Sheldon Hawkes estaba tumbado en un catre en su laboratorio, leyendo un libro sobre descubrimientos arqueológicos en Israel. Había una fotografía de un cráneo. El texto, firmado por alguien cuyo nombre no reconoció, decía que el cráneo tenía unos tres mil años de antigüedad y había resultado dañado por algún desastre natural. Hawkes negó con la cabeza. El agujero de la calavera era el resultado de un golpe propinado con una piedra roma. Era el único daño sufrido por aquel espécimen. No presentaba arañazos ni magulladuras. El cráneo se hallaba en un estado de casi completa preservación. Si el agujero lo hubiese causado un desastre natural, mostraría otros signos traumáticos. Hawkes necesitaba el cráneo original o un buen número de fotografías. No tenía ninguna duda de que aquel hombre muerto había sido asesinado, golpeado con una piedra, hacía miles de años. Y dado que se dio por sentado, debido a la parafernalia encontrada cerca del cuerpo, que aquel hombre había pertenecido a la realeza, Hawkes sintió curiosidad por saber quién pudo ser su asesino y cuáles fueron los motivos. Cuando acabó el libro, quiso enviarle un correo electrónico al arqueólogo. Hawkes siguió leyendo. Ya había dormido las cuatro horas de sueño que necesitaba. Se encontraba cerca del depósito de cadáveres. El viento soplaba con fuerza en las calles. Estaba leyendo un buen libro. Se sentía contento.
Es posible que Don Flack soñase, pero no recordaba sus sueños, lo cual no era del todo malo, porque había visto tantas cosas desagradables que probablemente tendría pesadillas. La alarma del reloj sonaría a las siete y él se despertaría al instante. Había sido así desde que era un niño. Y esperaba que fuese así durante el resto de su vida.
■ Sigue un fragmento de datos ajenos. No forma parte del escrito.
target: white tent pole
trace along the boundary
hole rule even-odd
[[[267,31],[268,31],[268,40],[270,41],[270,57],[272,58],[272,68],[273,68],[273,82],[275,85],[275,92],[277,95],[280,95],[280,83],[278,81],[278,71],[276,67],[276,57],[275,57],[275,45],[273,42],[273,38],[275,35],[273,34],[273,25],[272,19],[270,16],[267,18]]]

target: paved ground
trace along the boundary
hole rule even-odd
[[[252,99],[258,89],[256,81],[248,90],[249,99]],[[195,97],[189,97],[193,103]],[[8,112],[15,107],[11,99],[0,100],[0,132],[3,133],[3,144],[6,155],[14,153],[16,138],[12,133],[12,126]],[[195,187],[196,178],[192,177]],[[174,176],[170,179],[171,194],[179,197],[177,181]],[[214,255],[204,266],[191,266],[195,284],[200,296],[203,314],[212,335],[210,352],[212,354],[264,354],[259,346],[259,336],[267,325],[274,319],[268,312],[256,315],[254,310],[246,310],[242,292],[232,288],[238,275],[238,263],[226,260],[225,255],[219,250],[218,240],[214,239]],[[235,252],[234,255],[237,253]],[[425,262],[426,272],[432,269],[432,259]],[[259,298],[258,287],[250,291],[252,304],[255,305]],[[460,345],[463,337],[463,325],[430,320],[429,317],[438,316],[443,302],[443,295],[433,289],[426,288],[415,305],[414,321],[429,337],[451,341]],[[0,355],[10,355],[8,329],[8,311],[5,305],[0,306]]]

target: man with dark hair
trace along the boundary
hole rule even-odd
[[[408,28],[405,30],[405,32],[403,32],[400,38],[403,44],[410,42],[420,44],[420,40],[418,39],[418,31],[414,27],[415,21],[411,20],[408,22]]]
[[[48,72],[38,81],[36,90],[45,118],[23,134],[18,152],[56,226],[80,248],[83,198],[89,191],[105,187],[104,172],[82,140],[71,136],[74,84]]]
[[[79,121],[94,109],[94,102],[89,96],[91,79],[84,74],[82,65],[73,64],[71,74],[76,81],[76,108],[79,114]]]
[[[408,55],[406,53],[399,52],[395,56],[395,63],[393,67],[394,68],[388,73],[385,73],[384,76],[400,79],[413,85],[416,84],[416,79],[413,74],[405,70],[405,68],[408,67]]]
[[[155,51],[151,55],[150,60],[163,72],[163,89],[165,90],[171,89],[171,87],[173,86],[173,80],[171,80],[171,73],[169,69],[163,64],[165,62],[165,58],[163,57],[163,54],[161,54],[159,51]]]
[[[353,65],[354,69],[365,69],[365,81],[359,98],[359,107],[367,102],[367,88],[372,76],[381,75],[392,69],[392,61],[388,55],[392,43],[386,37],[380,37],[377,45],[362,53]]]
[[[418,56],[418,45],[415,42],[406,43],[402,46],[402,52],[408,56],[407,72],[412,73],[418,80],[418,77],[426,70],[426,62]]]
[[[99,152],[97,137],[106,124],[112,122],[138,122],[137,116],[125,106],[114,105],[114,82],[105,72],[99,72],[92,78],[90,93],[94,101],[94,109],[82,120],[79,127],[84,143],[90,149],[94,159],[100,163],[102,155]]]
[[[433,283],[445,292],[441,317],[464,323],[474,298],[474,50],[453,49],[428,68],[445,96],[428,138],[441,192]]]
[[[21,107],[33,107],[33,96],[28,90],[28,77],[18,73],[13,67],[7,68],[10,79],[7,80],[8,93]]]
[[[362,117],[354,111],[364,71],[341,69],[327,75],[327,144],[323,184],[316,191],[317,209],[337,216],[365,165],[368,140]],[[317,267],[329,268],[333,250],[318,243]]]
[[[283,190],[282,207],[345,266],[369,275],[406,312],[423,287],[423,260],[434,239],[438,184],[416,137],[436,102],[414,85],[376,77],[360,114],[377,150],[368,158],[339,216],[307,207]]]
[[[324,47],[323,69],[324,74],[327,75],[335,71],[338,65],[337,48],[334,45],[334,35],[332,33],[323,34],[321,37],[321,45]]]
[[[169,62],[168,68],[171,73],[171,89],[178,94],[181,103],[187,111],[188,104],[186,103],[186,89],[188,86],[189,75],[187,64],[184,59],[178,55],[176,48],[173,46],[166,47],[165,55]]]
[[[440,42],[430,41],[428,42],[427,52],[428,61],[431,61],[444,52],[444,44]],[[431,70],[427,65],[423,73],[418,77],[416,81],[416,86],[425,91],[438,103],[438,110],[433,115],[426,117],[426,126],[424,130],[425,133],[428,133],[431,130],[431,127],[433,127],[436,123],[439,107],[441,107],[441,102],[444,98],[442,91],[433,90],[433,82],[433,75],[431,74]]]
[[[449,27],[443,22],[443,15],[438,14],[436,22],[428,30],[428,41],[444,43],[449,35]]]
Los hermanos Marco dormían en cada punta de la ciudad. Anthony, que cumplía condena en Riker’s Island, sólo bordeaba los límites del sueño. La cárcel no es el lugar más adecuado para dormir a pierna suelta. Durante la noche se oye una desagradable antisinfonía de tosidos, ronquidos, gente que habla en sueños, guardias que patrullan… Sólo puede dormirse a medias para que nada ni nadie te pille desprevenido. No es que Anthony creyese que alguien fuese tras él, pero uno nunca sabía a quién podía haber ofendido o insultado sin darse cuenta. Fuera de prisión, el nombre de Anthony Marco significaba algo. Dentro, no era más que otro viejo blanco y tonto. A la mañana siguiente regresaría al juzgado. Si todo iba bien, el curso del juicio cambiaría de rumbo y las cosas se pondrían a su favor.
El hermano de Anthony, Dario, estaba despierto. Insomnio. Su mujer roncaba. Le dolía el estómago. Se levantó y fue al lavabo, allí se sentó y empezó a leer Entertainment Weekly. Estaba nervioso. Esa noche, justo en esos momentos, se estaría llevando a cabo. Cinco horas antes había llamado para cambiar el plan. Su hija le había convencido de que era lo mejor, y dado que llevaba días pensando en algo similar, llamó por teléfono. Las cosas podían ir mal. Cuando uno se relaciona con gente de pocas luces, hay que tener en cuenta esa posibilidad, incluso aunque esa gente sea leal. Marco tenía una teoría. Estaba convencido de que sólo los tontos eran leales. La gente inteligente piensa en exceso, buscan sus propios intereses. Marco lo sabía. Él era de los inteligentes. Al demonio con todo ello. Volvió a la cama y le dio un codazo a su esposa, confiando en que se diese la vuelta y dejase de roncar. Ella gruñó y se dio la vuelta, pero empezó a roncar más fuerte. Entonces Marco se colocó una almohada sobre la cabeza y se dijo que si no conseguía dormirse en cuatro o cinco minutos se levantaría.